Python for Data Science: Introduction to DataFrames


One key aspect of Data Science is computation. Python, a programming language, is well suited for data science, specifically because of:

  • The extensive collection of libraries that extend the functionality of the programming language for data science-related tasks,
  • The relative ease of the syntax of the programming language (it does not look too cryptic!), and
  • The wide-scale existing adoption of the Python language (there are millions of people who know Python and can help us out)

Understanding Python Programs

Running Python programs requires a Python interpreter that will interpret your Python code and run it on a CPU. There are many Python interpreters that exist in the cloud -- such as Google Colab that we will use for online examples -- and you can install a Python interpreter on your own computer!

You will be using Python as a tool to help you preform data science on real-world data.

Basic Python Data Types

The first and most important bit to know about Python is that there are just three basic data types that we will be using initially. A data type describes the type (or format) of the data and not the data itself. The three data types include:

  1. Numbers, which include both integers (whole numbers like 4, 8, -3, and 0) and numbers with a decimal (floating point numbers like 3.14, 2.0001, and -42.1).

  2. Strings, which includes all non-numeric data. Strings must be surrounded by quotes (ex: "Hello", "Ice Cream", "Sunshine").

  3. DataFrames, which are tables that are similar to a spreadsheet containing rows and columns of data. Each DataFrame usually consists of an entire dataset or some subset of the full dataset.

Everything we initially work with will be one of the three types of data.

Using Variables

Python allows us to store data inside of named variables, which allows us a way to store and interact with data. This is similar to basic mathematics where you might have:

  • x = 5, the value of x is set to 5,
  • y = x + 2, the value of y is set to the value of x (which is 5) plus 2 = 7, and
  • z = x + y, the value of z is set to the sum of x (5) and y (7) = 12

Variables will store the value you assign to them until you assign them a new value.

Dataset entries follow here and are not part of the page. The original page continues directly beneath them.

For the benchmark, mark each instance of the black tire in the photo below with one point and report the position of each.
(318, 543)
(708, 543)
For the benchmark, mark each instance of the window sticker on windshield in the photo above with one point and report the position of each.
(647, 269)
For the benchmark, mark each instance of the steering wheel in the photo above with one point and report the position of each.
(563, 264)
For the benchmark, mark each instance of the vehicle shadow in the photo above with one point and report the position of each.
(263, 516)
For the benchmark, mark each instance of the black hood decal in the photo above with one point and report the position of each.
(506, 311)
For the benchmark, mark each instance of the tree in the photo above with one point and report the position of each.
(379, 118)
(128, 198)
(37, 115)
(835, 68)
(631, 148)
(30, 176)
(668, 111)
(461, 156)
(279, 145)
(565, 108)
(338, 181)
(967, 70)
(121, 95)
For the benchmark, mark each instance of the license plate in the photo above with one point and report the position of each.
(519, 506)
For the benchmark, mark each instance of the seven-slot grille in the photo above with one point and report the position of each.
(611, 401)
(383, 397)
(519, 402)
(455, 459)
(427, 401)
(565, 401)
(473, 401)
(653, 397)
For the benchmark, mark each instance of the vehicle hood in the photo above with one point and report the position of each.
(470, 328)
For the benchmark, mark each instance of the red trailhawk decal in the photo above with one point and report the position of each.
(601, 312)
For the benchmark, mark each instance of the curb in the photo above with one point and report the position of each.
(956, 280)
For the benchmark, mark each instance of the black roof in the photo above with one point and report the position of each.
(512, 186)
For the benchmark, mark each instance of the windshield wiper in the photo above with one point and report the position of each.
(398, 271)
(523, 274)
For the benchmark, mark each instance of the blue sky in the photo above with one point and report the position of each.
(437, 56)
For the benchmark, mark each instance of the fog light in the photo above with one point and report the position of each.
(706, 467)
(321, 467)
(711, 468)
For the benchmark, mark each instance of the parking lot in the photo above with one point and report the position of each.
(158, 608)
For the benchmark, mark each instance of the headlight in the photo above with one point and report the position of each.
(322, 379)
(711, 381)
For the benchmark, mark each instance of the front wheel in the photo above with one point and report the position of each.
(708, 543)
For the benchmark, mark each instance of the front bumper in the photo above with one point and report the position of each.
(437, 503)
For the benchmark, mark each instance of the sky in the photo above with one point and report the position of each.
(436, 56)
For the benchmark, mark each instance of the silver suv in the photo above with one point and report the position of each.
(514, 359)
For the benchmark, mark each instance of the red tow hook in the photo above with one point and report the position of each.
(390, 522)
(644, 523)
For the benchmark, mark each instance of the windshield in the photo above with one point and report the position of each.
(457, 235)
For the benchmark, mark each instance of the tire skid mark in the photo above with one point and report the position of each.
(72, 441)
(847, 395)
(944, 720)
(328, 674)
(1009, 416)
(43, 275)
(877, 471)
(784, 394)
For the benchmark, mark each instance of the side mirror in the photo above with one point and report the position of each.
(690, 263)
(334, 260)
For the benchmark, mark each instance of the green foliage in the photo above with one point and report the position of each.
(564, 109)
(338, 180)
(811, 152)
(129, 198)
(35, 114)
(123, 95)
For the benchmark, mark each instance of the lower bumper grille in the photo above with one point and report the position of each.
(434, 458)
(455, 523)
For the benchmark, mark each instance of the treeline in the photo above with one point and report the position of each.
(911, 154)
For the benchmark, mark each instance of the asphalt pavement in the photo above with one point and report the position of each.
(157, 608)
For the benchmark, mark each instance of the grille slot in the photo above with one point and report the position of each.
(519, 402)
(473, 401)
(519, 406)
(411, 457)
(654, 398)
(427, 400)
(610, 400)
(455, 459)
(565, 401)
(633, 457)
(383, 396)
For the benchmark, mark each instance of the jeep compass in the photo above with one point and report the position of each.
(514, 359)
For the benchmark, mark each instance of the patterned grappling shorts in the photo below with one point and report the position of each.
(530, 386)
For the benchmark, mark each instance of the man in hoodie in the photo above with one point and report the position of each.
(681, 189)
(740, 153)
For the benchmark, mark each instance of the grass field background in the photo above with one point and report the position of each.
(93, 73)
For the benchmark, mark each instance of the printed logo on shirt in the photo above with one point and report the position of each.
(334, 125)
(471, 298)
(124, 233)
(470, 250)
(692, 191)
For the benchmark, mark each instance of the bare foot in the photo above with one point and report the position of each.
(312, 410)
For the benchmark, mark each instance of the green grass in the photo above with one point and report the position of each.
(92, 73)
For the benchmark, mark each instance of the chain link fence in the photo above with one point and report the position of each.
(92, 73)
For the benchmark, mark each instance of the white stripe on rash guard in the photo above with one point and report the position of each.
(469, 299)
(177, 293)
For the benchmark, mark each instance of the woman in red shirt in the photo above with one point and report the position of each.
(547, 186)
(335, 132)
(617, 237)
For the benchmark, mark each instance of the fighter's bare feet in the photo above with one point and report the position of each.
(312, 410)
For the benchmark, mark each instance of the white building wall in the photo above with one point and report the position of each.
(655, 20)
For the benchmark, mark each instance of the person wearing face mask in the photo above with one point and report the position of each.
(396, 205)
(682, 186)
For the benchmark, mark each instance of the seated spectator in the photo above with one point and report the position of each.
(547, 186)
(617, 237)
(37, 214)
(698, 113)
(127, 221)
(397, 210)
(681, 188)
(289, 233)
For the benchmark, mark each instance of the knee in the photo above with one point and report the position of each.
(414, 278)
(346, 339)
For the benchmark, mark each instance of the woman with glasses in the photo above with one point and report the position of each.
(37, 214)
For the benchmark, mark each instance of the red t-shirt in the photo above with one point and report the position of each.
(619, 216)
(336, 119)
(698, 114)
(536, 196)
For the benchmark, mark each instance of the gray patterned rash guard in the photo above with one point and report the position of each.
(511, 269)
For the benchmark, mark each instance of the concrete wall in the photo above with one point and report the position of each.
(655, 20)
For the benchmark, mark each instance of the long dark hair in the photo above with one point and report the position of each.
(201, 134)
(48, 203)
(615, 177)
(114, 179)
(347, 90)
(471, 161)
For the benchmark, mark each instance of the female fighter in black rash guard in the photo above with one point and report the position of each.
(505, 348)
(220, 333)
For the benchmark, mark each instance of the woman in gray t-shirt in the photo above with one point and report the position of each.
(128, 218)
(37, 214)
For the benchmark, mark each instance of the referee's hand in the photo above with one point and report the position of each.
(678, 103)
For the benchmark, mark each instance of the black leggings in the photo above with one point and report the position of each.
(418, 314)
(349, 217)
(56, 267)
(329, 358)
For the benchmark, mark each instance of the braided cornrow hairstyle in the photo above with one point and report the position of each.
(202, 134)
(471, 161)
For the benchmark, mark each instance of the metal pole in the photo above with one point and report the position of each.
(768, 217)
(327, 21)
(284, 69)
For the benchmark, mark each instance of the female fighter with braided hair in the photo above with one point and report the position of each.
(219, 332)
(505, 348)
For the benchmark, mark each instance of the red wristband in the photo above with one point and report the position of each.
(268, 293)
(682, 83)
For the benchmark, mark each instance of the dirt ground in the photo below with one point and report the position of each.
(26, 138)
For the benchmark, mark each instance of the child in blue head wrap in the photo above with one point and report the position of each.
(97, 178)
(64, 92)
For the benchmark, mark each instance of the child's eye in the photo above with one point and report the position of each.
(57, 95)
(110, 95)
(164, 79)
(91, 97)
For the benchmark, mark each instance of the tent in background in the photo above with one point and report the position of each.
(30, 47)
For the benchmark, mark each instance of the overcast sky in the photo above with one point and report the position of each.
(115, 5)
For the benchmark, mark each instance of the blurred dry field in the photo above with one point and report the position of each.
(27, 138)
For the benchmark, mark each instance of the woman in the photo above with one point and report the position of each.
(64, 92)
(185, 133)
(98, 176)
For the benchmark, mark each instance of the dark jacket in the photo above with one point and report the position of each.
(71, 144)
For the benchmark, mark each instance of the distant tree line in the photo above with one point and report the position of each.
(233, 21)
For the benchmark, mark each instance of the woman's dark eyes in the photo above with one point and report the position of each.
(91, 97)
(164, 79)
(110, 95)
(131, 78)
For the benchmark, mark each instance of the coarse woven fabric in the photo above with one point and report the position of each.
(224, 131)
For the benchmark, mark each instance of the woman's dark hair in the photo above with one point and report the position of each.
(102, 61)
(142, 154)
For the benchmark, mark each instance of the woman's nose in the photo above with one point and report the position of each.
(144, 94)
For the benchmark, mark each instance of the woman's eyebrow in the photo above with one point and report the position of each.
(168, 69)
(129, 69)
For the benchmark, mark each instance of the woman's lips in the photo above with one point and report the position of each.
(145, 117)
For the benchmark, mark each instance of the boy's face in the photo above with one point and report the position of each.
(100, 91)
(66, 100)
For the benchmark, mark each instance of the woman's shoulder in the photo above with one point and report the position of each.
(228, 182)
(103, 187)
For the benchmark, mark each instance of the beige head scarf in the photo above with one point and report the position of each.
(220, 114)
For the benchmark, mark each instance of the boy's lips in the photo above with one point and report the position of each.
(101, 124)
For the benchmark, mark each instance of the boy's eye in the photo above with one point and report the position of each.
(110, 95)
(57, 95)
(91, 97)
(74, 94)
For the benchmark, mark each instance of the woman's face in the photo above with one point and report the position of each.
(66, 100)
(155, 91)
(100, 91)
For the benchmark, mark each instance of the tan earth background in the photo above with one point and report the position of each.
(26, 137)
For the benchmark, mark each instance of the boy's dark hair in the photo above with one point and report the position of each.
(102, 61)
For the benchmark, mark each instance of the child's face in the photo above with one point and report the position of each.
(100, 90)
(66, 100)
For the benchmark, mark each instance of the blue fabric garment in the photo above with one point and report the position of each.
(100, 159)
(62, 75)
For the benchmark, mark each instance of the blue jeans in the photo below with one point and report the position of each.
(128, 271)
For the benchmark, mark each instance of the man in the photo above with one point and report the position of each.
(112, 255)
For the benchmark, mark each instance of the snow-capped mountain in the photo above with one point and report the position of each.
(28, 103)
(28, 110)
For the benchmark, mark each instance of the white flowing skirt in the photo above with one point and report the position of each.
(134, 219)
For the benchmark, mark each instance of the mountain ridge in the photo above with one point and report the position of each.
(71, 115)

In the example above, x will always have the value of 5 until x is set again.

DataFrames

In data science, variables that store DataFrames will contain the data from our datasets. To load in any data into a variable, we will always preform three steps:

  1. We must first import the pandas library, giving us access to DataFrames. This is done via the import command and will always be the following line of code:
# Imports the `pandas` library to be used in our Python program:
import pandas as pd
  1. We must then load the dataset, assigning a variable to become a DataFrame. Unless we are working with many datasets at the same time, it is common to call the variable storing the dataset df, short for DataFrame. The pd.read_csv(...) command loads the dataset from a provided URL. The code we will use is always the following:
# Loads the "GPA dataset" into the variable `df` using `pd.read_csv`:
df = pd.read_csv("https://waf.cs.illinois.edu/discovery/gpa.csv")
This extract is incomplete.